Excavating the Sky
Before a nine meter long banner at the Venice Architecture Biennale, architects, filmmakers, and activists from Syria and the Arab World gathered within the Arsenale for a series of events focused on Syria and the production of its landscape from before the First World War till today. The main focus was a “displaced pavilion” in Syria, built in lieu of a structure or permanent exhibition at the biennale: a well, recently dug in an undisclosed location in Syria in collaboration with a local resistance movement and currently providing water for a community of 15,000 people.
A well is a political necessity in order for place-ness to be produced in a Syrian landscape ravaged by years of neglect and war. It is not a question of writing a building upon the land, but an attempt to forge a new way of building in accordance with the current context.
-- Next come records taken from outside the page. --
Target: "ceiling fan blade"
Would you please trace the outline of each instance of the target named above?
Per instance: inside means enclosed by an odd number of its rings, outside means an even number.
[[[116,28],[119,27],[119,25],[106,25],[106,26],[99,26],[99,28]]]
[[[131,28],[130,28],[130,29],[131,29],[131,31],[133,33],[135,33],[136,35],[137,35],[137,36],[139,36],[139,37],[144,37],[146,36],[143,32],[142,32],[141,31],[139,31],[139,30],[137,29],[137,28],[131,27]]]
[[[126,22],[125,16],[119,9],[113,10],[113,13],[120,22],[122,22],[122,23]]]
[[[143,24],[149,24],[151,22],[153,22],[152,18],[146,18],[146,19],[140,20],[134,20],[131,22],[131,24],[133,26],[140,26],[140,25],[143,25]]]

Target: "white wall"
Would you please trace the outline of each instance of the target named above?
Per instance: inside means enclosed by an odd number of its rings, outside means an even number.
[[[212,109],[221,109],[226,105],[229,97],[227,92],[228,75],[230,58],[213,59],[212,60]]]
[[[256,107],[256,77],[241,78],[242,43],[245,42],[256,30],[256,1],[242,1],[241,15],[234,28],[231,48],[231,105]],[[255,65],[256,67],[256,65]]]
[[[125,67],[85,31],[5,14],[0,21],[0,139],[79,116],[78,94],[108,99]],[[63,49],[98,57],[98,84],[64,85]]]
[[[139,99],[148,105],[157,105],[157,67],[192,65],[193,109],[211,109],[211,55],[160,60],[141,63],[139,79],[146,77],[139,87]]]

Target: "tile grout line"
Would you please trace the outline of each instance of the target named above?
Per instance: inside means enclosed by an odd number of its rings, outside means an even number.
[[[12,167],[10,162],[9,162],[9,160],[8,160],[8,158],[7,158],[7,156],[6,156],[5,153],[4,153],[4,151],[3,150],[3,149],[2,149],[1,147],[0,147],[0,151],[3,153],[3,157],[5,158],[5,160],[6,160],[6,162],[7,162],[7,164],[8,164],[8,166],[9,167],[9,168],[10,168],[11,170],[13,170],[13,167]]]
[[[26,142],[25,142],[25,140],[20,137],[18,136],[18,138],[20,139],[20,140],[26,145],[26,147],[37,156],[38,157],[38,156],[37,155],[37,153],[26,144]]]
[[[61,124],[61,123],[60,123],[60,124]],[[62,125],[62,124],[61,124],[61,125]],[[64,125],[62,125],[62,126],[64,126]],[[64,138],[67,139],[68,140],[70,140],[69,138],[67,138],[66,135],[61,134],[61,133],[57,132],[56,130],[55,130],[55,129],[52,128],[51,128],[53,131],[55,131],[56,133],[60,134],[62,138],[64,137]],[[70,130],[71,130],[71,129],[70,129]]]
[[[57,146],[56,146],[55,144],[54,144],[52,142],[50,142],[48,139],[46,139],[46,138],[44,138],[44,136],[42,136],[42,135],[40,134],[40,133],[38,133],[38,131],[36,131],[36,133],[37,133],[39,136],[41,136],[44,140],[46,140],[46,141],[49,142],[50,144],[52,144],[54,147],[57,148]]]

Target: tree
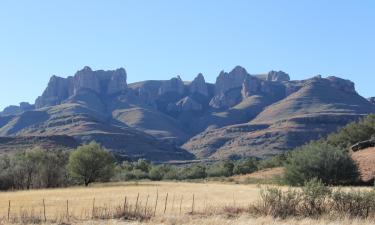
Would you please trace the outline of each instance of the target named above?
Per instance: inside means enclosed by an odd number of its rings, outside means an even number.
[[[207,169],[209,177],[229,177],[233,175],[234,164],[231,161],[221,161]]]
[[[313,178],[328,185],[352,184],[358,179],[358,170],[347,150],[312,142],[289,155],[285,180],[291,185],[303,185]]]
[[[113,156],[95,142],[72,152],[67,166],[70,176],[85,186],[92,182],[108,181],[113,176],[114,167]]]
[[[234,174],[247,174],[252,173],[257,170],[257,161],[256,159],[243,159],[234,165],[233,173]]]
A single drawing of this well was present in Venice, around which film screenings and discussions took place. As well as raising hopes from the ground with the well, “Excavating the Sky” explores four moments focused on flight as its starting point: the first aeroplanes to land in Syria in 1914, the French mandate shelling of Damascus in 1925, the Syrian Cosmonaut Muhammad Faris in 1987, and the story of a barrel bomb dropped from a helicopter into a latrine in 2014
Date of work: 2014.
Location: Syria
Publication: Excavating the Sky, 2014.
Exhibition: Venice Biennale 2014: Fundamentals.